Lithuania intelligently invested in that thing we Americans are always talking about: infrastructure. In Lithuania’s case, that infrastructure was a natural-gas terminal that allowed the country to diversify its providers. Not only is it liberating itself from Russian dependency, it is now exporting gas to Latvia and Estonia, and will soon begin exports to Poland.

 

The United States and Germany are two of the richest, most technologically accomplished, and most logistically capable countries in the world. One of them needs to buy a lot of gas, and the other one has a whole lot of the stuff to sell. We should be able to work something out. And we must, because our goal here should not be to keep a lucrative supply of natural gas flowing from Russia — it should be to usher in a post-Putin future as quickly and as bloodlessly as possible.

 

We should be sanctioning every Russian business, from Gazprombank to the last potato farmer.
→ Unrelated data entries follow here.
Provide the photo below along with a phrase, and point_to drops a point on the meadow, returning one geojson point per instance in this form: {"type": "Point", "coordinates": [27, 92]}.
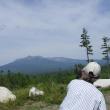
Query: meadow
{"type": "Point", "coordinates": [53, 84]}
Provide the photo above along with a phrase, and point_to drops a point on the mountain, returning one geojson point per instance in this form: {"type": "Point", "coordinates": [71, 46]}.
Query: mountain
{"type": "Point", "coordinates": [39, 64]}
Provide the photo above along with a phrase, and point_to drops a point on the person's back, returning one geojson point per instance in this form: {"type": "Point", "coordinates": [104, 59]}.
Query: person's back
{"type": "Point", "coordinates": [82, 95]}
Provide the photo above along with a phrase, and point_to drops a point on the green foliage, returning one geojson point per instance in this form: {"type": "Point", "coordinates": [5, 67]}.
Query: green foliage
{"type": "Point", "coordinates": [54, 86]}
{"type": "Point", "coordinates": [85, 42]}
{"type": "Point", "coordinates": [106, 49]}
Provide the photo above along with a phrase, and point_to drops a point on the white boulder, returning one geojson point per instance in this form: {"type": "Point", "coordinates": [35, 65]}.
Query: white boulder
{"type": "Point", "coordinates": [102, 83]}
{"type": "Point", "coordinates": [6, 95]}
{"type": "Point", "coordinates": [35, 92]}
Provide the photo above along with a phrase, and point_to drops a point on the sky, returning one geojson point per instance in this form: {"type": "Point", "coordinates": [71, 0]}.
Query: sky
{"type": "Point", "coordinates": [51, 28]}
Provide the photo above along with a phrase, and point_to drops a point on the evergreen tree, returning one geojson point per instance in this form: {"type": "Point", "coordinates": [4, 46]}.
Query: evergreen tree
{"type": "Point", "coordinates": [86, 44]}
{"type": "Point", "coordinates": [106, 49]}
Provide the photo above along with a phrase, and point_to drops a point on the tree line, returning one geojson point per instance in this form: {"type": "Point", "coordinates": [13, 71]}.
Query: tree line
{"type": "Point", "coordinates": [86, 43]}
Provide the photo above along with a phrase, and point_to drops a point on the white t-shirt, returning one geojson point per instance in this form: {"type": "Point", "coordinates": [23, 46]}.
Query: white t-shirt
{"type": "Point", "coordinates": [82, 95]}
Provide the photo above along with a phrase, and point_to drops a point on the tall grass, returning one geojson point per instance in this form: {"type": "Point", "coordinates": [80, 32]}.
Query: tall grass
{"type": "Point", "coordinates": [53, 84]}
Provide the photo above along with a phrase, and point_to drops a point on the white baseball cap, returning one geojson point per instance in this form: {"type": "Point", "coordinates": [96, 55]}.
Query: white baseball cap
{"type": "Point", "coordinates": [93, 67]}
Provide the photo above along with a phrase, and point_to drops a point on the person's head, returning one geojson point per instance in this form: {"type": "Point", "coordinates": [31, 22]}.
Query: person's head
{"type": "Point", "coordinates": [91, 72]}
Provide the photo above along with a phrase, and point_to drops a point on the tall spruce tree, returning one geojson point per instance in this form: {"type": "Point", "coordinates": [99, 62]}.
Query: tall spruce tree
{"type": "Point", "coordinates": [106, 49]}
{"type": "Point", "coordinates": [85, 42]}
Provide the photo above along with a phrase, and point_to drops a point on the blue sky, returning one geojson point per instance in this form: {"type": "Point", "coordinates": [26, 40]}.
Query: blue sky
{"type": "Point", "coordinates": [51, 27]}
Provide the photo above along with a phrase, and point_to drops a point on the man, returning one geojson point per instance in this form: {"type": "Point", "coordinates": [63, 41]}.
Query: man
{"type": "Point", "coordinates": [82, 94]}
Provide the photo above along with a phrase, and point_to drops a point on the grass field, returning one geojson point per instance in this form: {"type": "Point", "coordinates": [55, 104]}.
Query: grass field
{"type": "Point", "coordinates": [53, 85]}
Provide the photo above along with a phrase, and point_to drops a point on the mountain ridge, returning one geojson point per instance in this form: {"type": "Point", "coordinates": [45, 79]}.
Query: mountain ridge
{"type": "Point", "coordinates": [39, 64]}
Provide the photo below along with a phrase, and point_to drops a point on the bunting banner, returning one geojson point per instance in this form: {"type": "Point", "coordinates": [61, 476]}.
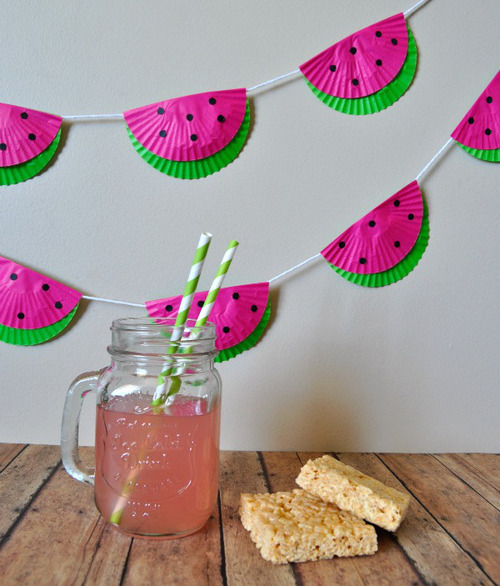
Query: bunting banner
{"type": "Point", "coordinates": [381, 248]}
{"type": "Point", "coordinates": [192, 137]}
{"type": "Point", "coordinates": [479, 131]}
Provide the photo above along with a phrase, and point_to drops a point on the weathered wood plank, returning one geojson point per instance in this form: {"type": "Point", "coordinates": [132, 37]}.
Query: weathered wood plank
{"type": "Point", "coordinates": [242, 472]}
{"type": "Point", "coordinates": [471, 520]}
{"type": "Point", "coordinates": [486, 465]}
{"type": "Point", "coordinates": [20, 482]}
{"type": "Point", "coordinates": [62, 540]}
{"type": "Point", "coordinates": [389, 565]}
{"type": "Point", "coordinates": [435, 555]}
{"type": "Point", "coordinates": [195, 559]}
{"type": "Point", "coordinates": [8, 452]}
{"type": "Point", "coordinates": [478, 475]}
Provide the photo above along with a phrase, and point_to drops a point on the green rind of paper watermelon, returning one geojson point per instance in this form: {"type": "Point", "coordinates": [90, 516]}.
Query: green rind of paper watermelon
{"type": "Point", "coordinates": [383, 98]}
{"type": "Point", "coordinates": [18, 173]}
{"type": "Point", "coordinates": [248, 342]}
{"type": "Point", "coordinates": [201, 167]}
{"type": "Point", "coordinates": [491, 155]}
{"type": "Point", "coordinates": [21, 337]}
{"type": "Point", "coordinates": [398, 271]}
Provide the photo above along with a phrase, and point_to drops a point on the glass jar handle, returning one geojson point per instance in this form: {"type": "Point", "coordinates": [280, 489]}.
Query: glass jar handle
{"type": "Point", "coordinates": [77, 392]}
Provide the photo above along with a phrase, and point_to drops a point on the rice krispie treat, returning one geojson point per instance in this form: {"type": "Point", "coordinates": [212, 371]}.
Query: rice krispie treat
{"type": "Point", "coordinates": [354, 491]}
{"type": "Point", "coordinates": [299, 527]}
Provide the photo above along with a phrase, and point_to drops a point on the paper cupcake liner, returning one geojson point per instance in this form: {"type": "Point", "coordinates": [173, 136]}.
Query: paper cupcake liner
{"type": "Point", "coordinates": [189, 128]}
{"type": "Point", "coordinates": [202, 167]}
{"type": "Point", "coordinates": [25, 133]}
{"type": "Point", "coordinates": [24, 171]}
{"type": "Point", "coordinates": [36, 336]}
{"type": "Point", "coordinates": [381, 238]}
{"type": "Point", "coordinates": [362, 63]}
{"type": "Point", "coordinates": [381, 99]}
{"type": "Point", "coordinates": [491, 155]}
{"type": "Point", "coordinates": [236, 313]}
{"type": "Point", "coordinates": [247, 343]}
{"type": "Point", "coordinates": [400, 270]}
{"type": "Point", "coordinates": [31, 300]}
{"type": "Point", "coordinates": [480, 128]}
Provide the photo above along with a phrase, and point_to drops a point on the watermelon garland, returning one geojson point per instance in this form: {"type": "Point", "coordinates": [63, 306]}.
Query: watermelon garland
{"type": "Point", "coordinates": [384, 245]}
{"type": "Point", "coordinates": [479, 130]}
{"type": "Point", "coordinates": [34, 307]}
{"type": "Point", "coordinates": [240, 315]}
{"type": "Point", "coordinates": [367, 71]}
{"type": "Point", "coordinates": [192, 136]}
{"type": "Point", "coordinates": [28, 141]}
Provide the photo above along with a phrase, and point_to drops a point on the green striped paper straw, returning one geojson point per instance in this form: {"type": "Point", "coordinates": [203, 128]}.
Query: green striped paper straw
{"type": "Point", "coordinates": [208, 304]}
{"type": "Point", "coordinates": [159, 396]}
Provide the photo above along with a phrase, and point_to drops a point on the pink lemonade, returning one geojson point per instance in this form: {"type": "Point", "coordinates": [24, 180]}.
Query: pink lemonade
{"type": "Point", "coordinates": [157, 474]}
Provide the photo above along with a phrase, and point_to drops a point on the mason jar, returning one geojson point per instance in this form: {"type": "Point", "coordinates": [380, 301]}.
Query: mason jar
{"type": "Point", "coordinates": [157, 428]}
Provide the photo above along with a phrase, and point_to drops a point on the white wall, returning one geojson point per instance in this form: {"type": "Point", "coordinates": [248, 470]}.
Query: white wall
{"type": "Point", "coordinates": [410, 367]}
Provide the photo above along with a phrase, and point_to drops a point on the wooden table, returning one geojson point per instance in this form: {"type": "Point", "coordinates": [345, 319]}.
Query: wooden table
{"type": "Point", "coordinates": [51, 533]}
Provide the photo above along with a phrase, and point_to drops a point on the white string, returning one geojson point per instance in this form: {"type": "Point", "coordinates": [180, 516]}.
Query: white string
{"type": "Point", "coordinates": [413, 9]}
{"type": "Point", "coordinates": [296, 267]}
{"type": "Point", "coordinates": [83, 117]}
{"type": "Point", "coordinates": [274, 80]}
{"type": "Point", "coordinates": [435, 158]}
{"type": "Point", "coordinates": [113, 301]}
{"type": "Point", "coordinates": [93, 117]}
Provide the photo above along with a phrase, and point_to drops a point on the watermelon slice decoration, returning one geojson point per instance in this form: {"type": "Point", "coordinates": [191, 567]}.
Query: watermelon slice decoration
{"type": "Point", "coordinates": [240, 315]}
{"type": "Point", "coordinates": [367, 71]}
{"type": "Point", "coordinates": [28, 141]}
{"type": "Point", "coordinates": [386, 244]}
{"type": "Point", "coordinates": [192, 136]}
{"type": "Point", "coordinates": [479, 131]}
{"type": "Point", "coordinates": [34, 307]}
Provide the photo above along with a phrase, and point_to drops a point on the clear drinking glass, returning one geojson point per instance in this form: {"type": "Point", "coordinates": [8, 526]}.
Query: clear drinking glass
{"type": "Point", "coordinates": [156, 469]}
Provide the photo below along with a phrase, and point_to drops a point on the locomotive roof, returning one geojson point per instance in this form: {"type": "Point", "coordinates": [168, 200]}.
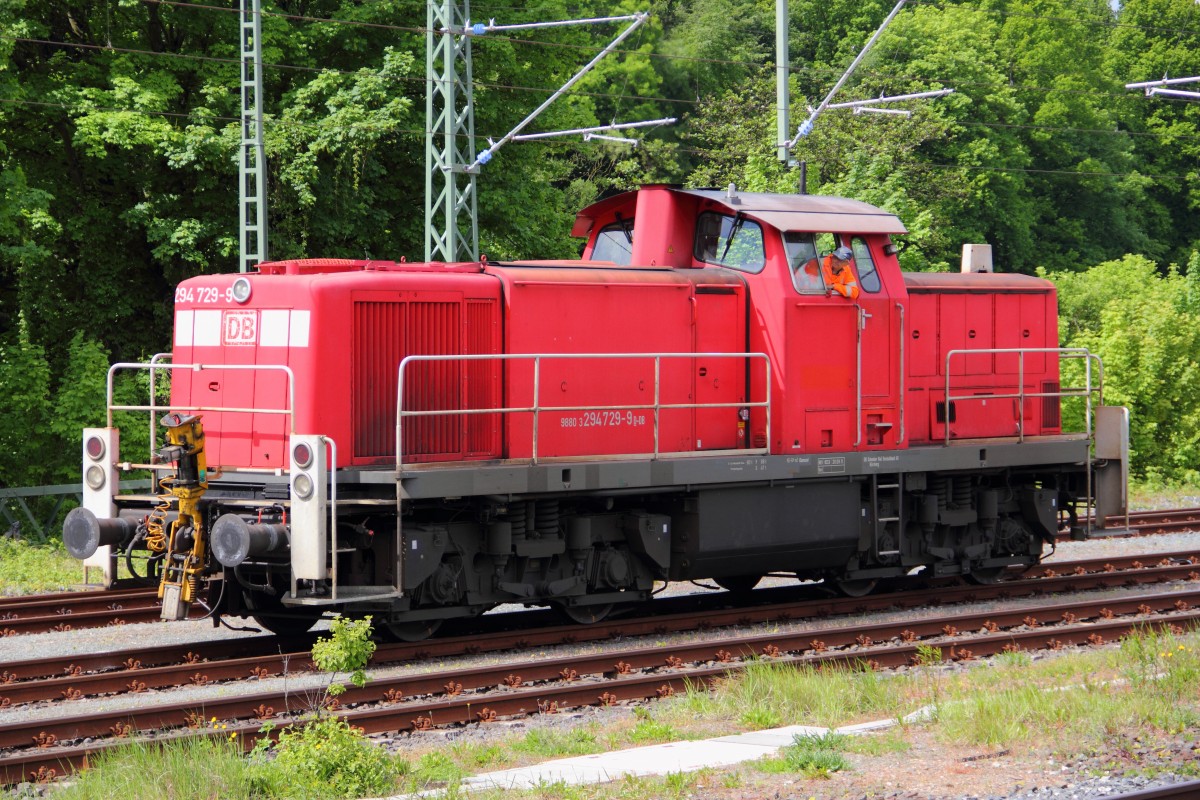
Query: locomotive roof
{"type": "Point", "coordinates": [990, 282]}
{"type": "Point", "coordinates": [802, 212]}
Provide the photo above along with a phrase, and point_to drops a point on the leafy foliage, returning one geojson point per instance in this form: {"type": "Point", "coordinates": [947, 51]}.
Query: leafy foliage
{"type": "Point", "coordinates": [325, 758]}
{"type": "Point", "coordinates": [348, 648]}
{"type": "Point", "coordinates": [1146, 330]}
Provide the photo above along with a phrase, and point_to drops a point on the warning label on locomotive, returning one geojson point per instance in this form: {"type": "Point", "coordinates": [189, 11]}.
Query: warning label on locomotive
{"type": "Point", "coordinates": [603, 420]}
{"type": "Point", "coordinates": [832, 465]}
{"type": "Point", "coordinates": [239, 326]}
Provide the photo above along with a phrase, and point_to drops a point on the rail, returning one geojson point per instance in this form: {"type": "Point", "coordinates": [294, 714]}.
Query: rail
{"type": "Point", "coordinates": [537, 409]}
{"type": "Point", "coordinates": [15, 511]}
{"type": "Point", "coordinates": [156, 364]}
{"type": "Point", "coordinates": [1020, 395]}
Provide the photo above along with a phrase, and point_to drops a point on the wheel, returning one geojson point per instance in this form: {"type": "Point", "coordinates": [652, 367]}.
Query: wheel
{"type": "Point", "coordinates": [984, 576]}
{"type": "Point", "coordinates": [409, 630]}
{"type": "Point", "coordinates": [287, 626]}
{"type": "Point", "coordinates": [276, 618]}
{"type": "Point", "coordinates": [585, 614]}
{"type": "Point", "coordinates": [738, 584]}
{"type": "Point", "coordinates": [859, 588]}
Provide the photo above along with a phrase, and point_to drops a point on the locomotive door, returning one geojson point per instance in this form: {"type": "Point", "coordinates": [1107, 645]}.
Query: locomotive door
{"type": "Point", "coordinates": [720, 328]}
{"type": "Point", "coordinates": [822, 374]}
{"type": "Point", "coordinates": [879, 352]}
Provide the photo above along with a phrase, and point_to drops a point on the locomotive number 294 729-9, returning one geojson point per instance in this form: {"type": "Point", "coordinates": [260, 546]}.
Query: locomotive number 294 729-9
{"type": "Point", "coordinates": [603, 420]}
{"type": "Point", "coordinates": [202, 295]}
But we should start by getting serious about Gazprombank and the rest of the energy sector.

 

If we want sanctions to actually do something meaningful, we have to be willing to pay a price ourselves — trade is a two-way street, and interrupting that trade means two-way pain. Better to endure that pain here and now — perhaps intensely, but briefly — than to drag it out to such an extent that the sanctions do not accomplish anything of lasting value. That pain will fall more heavily on Europe than on the United States, because Europe has electively hobbled its own energy industry, its gas industry in particular. (Three cheers for American fracking!) But the United States does have extraordinary resources that can be put into play to mitigate it.

 

It will be painful and expensive. But it will still be a hell of a lot less painful and less expensive than the other two alternatives, which are (1) war, or (2) letting Vladimir Putin and his dog-eating rapist army run amok.